Fig. 7. Raising BHB levels in aged mice alleviates adipose fibrosis and restores beige adipogenic potential.

(A) Metabolism of the ketone ester (R-1,3-hydroxybutyl R-3-hydroxybutyrate) (KE) in the gut and liver to form BHB. (B) Composition of control (CTL) and 6% KE diet (left) and schema of experiment (right).

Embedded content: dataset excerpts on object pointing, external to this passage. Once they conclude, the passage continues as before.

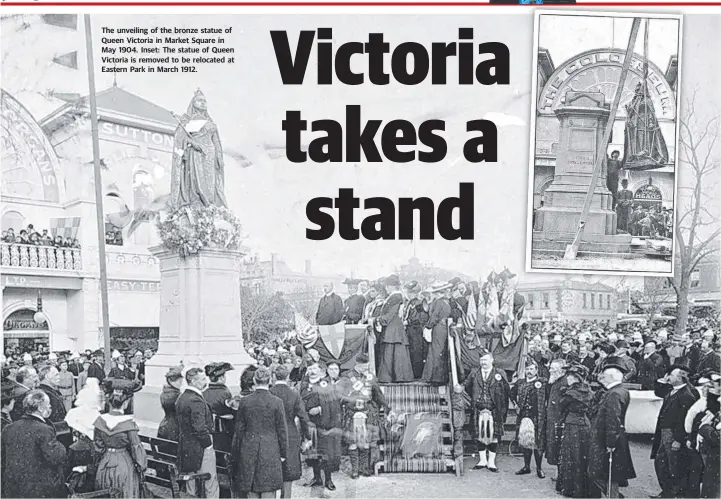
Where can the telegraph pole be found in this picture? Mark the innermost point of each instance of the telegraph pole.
(572, 249)
(98, 194)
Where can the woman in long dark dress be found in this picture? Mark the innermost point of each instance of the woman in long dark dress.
(573, 456)
(168, 427)
(436, 369)
(121, 457)
(323, 405)
(414, 320)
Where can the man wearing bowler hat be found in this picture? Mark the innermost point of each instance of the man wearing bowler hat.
(669, 449)
(354, 304)
(608, 444)
(650, 366)
(216, 395)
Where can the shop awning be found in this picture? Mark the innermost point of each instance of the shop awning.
(26, 333)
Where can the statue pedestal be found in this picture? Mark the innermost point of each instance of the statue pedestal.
(200, 322)
(583, 121)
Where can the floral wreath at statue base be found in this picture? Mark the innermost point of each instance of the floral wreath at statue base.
(189, 229)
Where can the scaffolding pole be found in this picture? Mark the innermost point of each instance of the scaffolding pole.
(572, 249)
(98, 195)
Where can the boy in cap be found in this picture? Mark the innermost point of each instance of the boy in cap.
(362, 400)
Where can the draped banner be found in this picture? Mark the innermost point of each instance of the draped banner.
(339, 343)
(422, 437)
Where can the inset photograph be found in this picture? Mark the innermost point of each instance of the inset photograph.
(604, 135)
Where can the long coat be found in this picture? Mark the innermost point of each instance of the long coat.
(608, 431)
(168, 427)
(650, 369)
(712, 458)
(556, 391)
(673, 413)
(294, 408)
(415, 319)
(395, 360)
(195, 422)
(33, 460)
(522, 393)
(56, 403)
(500, 392)
(223, 427)
(260, 441)
(436, 368)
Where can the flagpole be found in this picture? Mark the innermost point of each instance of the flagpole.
(100, 218)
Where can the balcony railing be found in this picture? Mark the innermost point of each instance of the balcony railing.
(40, 257)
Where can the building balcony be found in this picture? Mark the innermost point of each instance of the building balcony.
(40, 257)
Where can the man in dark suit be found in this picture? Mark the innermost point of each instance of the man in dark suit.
(217, 395)
(394, 365)
(354, 304)
(294, 408)
(49, 384)
(614, 165)
(650, 366)
(96, 369)
(33, 460)
(710, 359)
(26, 380)
(668, 448)
(330, 308)
(608, 434)
(8, 402)
(260, 444)
(195, 425)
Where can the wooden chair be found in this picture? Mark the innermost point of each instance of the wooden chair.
(163, 458)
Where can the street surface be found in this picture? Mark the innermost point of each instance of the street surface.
(474, 483)
(602, 263)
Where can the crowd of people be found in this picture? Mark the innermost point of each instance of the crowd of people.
(570, 389)
(635, 218)
(31, 236)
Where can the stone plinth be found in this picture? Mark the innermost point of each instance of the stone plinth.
(582, 123)
(200, 322)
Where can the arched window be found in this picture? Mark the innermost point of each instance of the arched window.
(13, 220)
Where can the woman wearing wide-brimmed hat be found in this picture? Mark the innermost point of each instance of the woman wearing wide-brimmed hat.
(573, 455)
(122, 459)
(415, 318)
(168, 427)
(436, 368)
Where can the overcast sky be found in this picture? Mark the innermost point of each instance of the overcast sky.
(248, 101)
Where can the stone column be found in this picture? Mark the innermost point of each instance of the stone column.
(582, 123)
(200, 322)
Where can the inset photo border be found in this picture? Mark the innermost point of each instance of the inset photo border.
(629, 215)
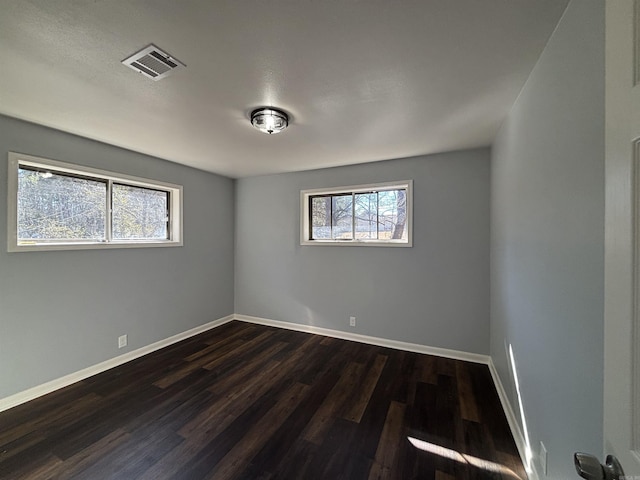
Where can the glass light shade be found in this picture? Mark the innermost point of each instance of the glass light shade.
(269, 120)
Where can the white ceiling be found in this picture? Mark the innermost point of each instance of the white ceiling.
(363, 80)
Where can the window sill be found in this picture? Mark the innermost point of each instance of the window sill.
(89, 246)
(354, 243)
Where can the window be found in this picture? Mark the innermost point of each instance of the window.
(379, 215)
(59, 206)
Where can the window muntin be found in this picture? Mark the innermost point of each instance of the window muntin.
(139, 213)
(359, 215)
(57, 206)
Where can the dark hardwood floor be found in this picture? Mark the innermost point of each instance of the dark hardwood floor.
(244, 401)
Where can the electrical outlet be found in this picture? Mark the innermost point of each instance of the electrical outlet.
(543, 458)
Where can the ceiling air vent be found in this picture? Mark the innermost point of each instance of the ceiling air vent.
(153, 63)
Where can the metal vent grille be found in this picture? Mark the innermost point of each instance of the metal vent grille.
(153, 63)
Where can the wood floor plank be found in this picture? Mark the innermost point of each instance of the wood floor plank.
(247, 401)
(386, 454)
(334, 402)
(259, 434)
(359, 404)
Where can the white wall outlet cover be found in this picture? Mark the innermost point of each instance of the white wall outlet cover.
(543, 458)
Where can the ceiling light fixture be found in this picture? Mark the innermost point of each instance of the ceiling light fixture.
(269, 120)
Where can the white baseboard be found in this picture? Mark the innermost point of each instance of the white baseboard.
(514, 425)
(382, 342)
(39, 390)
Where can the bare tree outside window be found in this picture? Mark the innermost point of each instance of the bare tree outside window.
(366, 215)
(57, 207)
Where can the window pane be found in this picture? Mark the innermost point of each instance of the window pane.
(320, 217)
(392, 214)
(342, 217)
(58, 207)
(366, 212)
(139, 213)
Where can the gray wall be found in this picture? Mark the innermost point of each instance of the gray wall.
(434, 294)
(547, 244)
(63, 311)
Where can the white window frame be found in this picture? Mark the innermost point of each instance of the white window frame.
(352, 189)
(17, 160)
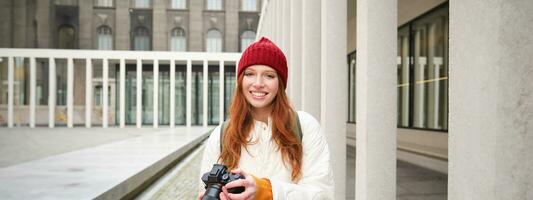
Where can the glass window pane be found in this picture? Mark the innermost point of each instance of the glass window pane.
(104, 3)
(197, 95)
(180, 95)
(214, 4)
(247, 38)
(105, 38)
(229, 87)
(178, 4)
(178, 41)
(403, 77)
(214, 95)
(142, 3)
(422, 67)
(66, 37)
(249, 5)
(214, 41)
(141, 39)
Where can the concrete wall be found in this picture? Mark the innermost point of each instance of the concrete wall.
(33, 23)
(424, 148)
(491, 100)
(407, 10)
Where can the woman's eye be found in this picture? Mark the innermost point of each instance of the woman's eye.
(271, 76)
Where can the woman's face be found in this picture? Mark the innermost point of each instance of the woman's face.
(260, 85)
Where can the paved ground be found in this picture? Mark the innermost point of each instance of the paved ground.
(180, 183)
(107, 171)
(413, 182)
(19, 145)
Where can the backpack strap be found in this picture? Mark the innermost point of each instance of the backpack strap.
(298, 129)
(222, 128)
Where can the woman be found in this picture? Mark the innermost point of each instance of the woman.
(260, 141)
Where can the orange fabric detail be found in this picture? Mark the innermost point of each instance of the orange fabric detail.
(264, 189)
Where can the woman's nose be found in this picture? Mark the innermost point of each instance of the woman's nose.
(258, 82)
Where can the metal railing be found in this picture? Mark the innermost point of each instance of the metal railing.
(104, 56)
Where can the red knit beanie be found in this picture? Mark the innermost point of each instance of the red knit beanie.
(264, 52)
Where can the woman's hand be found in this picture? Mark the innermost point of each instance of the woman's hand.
(250, 188)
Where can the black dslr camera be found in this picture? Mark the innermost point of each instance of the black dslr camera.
(216, 178)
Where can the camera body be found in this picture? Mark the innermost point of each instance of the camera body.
(216, 178)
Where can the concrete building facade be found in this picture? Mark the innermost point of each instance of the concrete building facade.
(428, 82)
(138, 25)
(42, 24)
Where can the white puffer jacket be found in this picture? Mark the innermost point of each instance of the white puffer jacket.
(264, 161)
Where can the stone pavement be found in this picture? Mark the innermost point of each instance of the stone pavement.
(106, 171)
(413, 182)
(181, 182)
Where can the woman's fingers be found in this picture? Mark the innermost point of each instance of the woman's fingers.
(237, 183)
(223, 196)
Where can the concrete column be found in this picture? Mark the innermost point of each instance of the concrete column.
(6, 30)
(231, 35)
(311, 57)
(122, 23)
(491, 100)
(334, 98)
(196, 35)
(43, 24)
(160, 25)
(295, 52)
(86, 24)
(376, 99)
(19, 24)
(88, 92)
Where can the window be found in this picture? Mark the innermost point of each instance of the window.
(178, 40)
(214, 41)
(351, 87)
(249, 5)
(141, 39)
(142, 3)
(247, 37)
(214, 4)
(66, 37)
(178, 4)
(103, 3)
(105, 38)
(423, 72)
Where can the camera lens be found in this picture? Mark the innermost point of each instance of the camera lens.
(225, 177)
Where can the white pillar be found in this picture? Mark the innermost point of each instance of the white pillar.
(205, 97)
(491, 100)
(311, 47)
(51, 92)
(70, 92)
(334, 84)
(122, 93)
(33, 94)
(172, 92)
(88, 92)
(376, 99)
(10, 91)
(139, 93)
(221, 92)
(189, 92)
(105, 92)
(156, 94)
(295, 52)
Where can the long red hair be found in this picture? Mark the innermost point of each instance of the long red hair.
(283, 133)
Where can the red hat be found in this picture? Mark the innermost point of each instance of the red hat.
(264, 52)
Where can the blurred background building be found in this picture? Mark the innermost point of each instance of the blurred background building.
(129, 25)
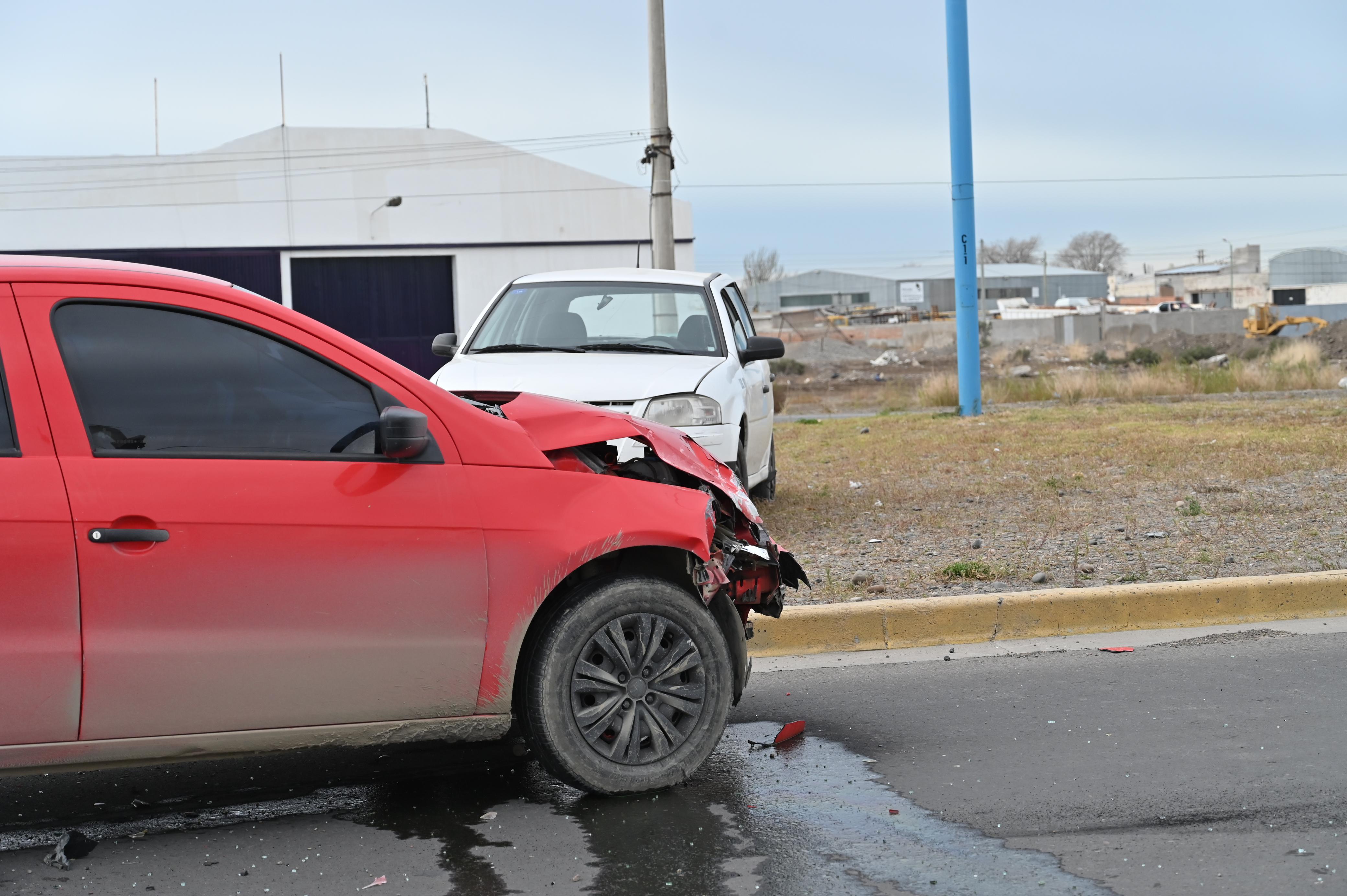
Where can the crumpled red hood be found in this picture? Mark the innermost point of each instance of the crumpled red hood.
(557, 424)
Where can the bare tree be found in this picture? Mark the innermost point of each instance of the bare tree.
(760, 266)
(1013, 251)
(1093, 251)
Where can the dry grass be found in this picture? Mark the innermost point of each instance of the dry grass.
(1038, 484)
(1295, 366)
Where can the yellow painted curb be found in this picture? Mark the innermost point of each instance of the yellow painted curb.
(968, 619)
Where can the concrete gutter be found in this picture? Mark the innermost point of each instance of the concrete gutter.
(969, 619)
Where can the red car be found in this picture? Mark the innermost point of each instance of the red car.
(227, 527)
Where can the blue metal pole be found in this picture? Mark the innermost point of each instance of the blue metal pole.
(965, 235)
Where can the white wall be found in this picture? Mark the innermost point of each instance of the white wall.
(456, 189)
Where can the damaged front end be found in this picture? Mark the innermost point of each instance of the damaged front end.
(743, 561)
(743, 558)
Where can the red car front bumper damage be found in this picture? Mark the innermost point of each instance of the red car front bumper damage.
(741, 560)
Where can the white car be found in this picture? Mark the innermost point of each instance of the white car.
(671, 347)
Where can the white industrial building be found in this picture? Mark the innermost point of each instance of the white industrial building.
(390, 235)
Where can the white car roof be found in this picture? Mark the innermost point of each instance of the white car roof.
(620, 275)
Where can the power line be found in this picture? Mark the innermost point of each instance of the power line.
(926, 184)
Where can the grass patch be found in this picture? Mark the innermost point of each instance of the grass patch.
(934, 484)
(969, 569)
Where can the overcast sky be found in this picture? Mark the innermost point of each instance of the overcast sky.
(762, 92)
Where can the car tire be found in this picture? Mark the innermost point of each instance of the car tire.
(591, 709)
(767, 488)
(741, 463)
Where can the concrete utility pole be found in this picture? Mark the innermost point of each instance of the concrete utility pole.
(659, 153)
(961, 192)
(1232, 271)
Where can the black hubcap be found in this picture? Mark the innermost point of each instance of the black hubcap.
(638, 689)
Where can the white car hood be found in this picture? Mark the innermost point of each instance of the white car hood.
(596, 376)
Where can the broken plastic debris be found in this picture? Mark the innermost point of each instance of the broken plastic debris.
(72, 845)
(788, 731)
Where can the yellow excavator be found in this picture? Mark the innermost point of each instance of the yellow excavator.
(1264, 321)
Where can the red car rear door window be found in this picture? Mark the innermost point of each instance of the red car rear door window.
(301, 581)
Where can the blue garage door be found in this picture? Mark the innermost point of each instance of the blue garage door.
(394, 305)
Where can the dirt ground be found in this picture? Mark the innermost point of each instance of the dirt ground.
(834, 376)
(1089, 495)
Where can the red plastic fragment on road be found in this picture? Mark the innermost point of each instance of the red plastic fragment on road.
(788, 731)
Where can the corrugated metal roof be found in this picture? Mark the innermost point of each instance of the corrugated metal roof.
(1194, 269)
(946, 271)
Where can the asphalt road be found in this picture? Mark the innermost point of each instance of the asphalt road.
(1213, 766)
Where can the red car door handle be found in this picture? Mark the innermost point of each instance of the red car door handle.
(104, 537)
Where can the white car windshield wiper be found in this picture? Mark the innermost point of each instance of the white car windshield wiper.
(628, 347)
(522, 347)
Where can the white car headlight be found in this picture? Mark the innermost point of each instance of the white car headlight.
(685, 410)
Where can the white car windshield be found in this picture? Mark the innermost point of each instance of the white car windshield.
(600, 317)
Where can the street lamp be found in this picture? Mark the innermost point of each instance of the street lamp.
(392, 203)
(1232, 270)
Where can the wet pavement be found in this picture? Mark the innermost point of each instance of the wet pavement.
(803, 818)
(972, 777)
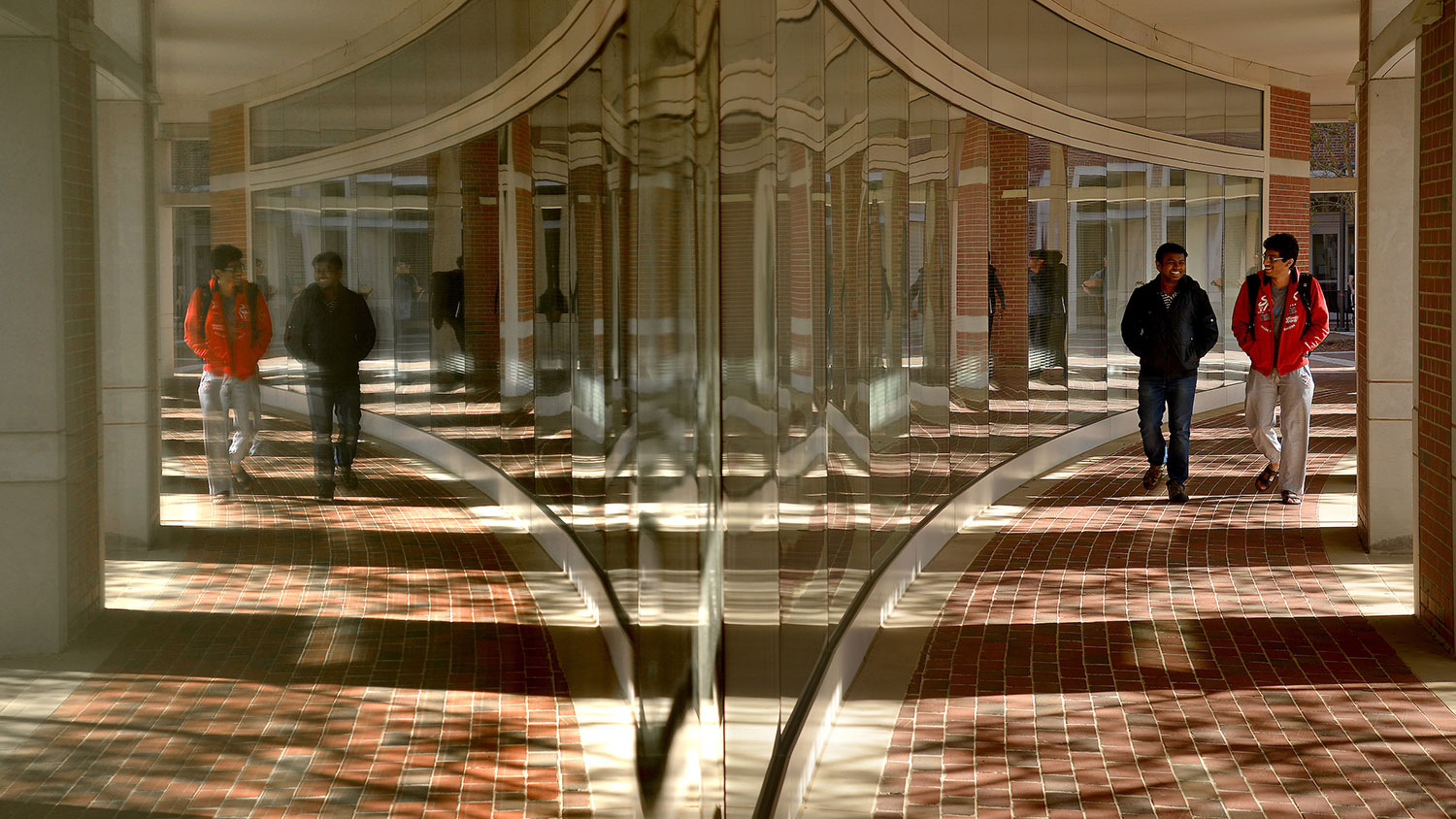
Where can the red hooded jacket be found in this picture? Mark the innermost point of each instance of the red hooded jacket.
(1296, 340)
(223, 355)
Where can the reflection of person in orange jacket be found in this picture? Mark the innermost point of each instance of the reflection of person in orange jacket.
(227, 326)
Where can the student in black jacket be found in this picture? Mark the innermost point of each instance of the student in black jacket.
(1168, 325)
(331, 331)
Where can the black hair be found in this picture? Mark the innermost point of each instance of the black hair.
(224, 255)
(1284, 245)
(1170, 247)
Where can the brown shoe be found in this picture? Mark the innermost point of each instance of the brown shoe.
(1152, 475)
(1266, 477)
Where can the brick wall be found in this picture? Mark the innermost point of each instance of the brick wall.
(83, 557)
(227, 201)
(1008, 245)
(1289, 139)
(480, 224)
(1433, 294)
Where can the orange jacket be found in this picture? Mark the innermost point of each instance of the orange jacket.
(252, 331)
(1296, 340)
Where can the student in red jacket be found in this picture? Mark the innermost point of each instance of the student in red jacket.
(1278, 319)
(227, 326)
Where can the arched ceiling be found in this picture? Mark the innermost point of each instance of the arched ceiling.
(1315, 38)
(204, 47)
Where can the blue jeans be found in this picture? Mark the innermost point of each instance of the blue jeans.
(329, 399)
(1153, 393)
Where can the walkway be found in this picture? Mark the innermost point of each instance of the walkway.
(1097, 652)
(386, 655)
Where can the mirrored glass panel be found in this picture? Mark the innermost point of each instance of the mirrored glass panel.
(906, 296)
(1088, 308)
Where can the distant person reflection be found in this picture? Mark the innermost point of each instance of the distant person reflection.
(1047, 311)
(447, 308)
(331, 331)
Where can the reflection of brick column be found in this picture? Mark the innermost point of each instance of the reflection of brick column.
(1433, 346)
(1289, 146)
(480, 224)
(524, 226)
(973, 253)
(1363, 438)
(229, 200)
(1008, 233)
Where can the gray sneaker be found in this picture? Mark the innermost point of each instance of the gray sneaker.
(1152, 475)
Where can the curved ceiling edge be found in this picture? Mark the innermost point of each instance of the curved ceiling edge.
(378, 44)
(545, 70)
(908, 44)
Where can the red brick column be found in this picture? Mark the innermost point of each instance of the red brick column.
(1433, 293)
(1289, 192)
(229, 198)
(480, 224)
(1008, 245)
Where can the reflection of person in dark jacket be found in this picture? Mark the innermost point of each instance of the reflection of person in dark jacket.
(1170, 326)
(331, 331)
(1047, 309)
(447, 308)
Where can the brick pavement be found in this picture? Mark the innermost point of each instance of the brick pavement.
(378, 656)
(1109, 655)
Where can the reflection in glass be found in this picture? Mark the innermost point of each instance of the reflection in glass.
(1129, 265)
(1009, 270)
(1047, 290)
(1088, 305)
(909, 296)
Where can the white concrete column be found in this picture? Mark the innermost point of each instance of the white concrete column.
(1389, 224)
(50, 548)
(128, 325)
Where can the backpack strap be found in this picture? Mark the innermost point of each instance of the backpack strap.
(1307, 299)
(1251, 288)
(252, 306)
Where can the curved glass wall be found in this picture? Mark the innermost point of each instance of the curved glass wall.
(1042, 51)
(454, 58)
(908, 297)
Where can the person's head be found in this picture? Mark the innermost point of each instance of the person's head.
(1171, 262)
(1280, 252)
(229, 268)
(328, 270)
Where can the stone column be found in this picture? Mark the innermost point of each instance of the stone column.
(50, 431)
(131, 466)
(1386, 281)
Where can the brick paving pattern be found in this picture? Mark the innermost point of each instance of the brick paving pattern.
(1109, 655)
(378, 656)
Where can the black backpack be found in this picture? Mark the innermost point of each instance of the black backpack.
(207, 305)
(1302, 288)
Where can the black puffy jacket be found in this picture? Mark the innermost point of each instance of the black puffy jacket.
(1170, 341)
(331, 344)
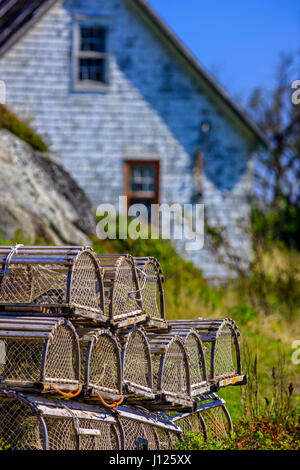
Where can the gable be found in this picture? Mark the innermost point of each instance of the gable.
(16, 17)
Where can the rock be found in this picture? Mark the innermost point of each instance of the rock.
(39, 198)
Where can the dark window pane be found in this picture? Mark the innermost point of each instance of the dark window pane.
(142, 178)
(92, 69)
(93, 39)
(145, 202)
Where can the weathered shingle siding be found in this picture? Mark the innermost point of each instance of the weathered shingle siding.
(152, 107)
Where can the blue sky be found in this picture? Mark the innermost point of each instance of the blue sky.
(238, 41)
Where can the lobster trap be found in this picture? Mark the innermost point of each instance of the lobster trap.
(152, 293)
(62, 281)
(171, 372)
(101, 364)
(31, 423)
(39, 354)
(221, 348)
(136, 364)
(123, 303)
(144, 430)
(197, 363)
(211, 419)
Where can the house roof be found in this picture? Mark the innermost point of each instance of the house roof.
(17, 16)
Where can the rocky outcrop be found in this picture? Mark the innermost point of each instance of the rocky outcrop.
(39, 198)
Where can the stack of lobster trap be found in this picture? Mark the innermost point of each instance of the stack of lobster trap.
(89, 361)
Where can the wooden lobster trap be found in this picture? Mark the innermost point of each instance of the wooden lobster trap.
(211, 419)
(196, 357)
(220, 339)
(152, 293)
(144, 430)
(136, 365)
(39, 354)
(31, 423)
(101, 364)
(62, 281)
(123, 303)
(171, 372)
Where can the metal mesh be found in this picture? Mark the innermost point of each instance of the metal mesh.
(217, 423)
(150, 293)
(175, 370)
(20, 429)
(62, 356)
(107, 440)
(136, 430)
(191, 423)
(46, 283)
(61, 433)
(34, 284)
(137, 360)
(224, 353)
(22, 364)
(85, 289)
(104, 365)
(20, 360)
(195, 353)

Aged (12-month-old) mice were fed with CTL or KE diet for 1 month at room temperature and then switched to 4°C cold for 4 days. (C-E) Plasma BHB levels (C), body weight (D), and plasma glucose levels (E) of experimental mice. n=10 for control diet group; n=8 for KE diet group. (F) Hematoxylin & Eosin (H&E) staining (top) and Picrosirius red staining (bottom)of iWAT from mice described above (B). Scale bar, 50 μM. (G) Relative mRNA levels of thermogenic and fibrosis marker genes in iWAT. All data presented as mean ± sem; *p< 0.05, **p<0.01, ***p<0.001 as analyzed by two-tailed Student’s t-test.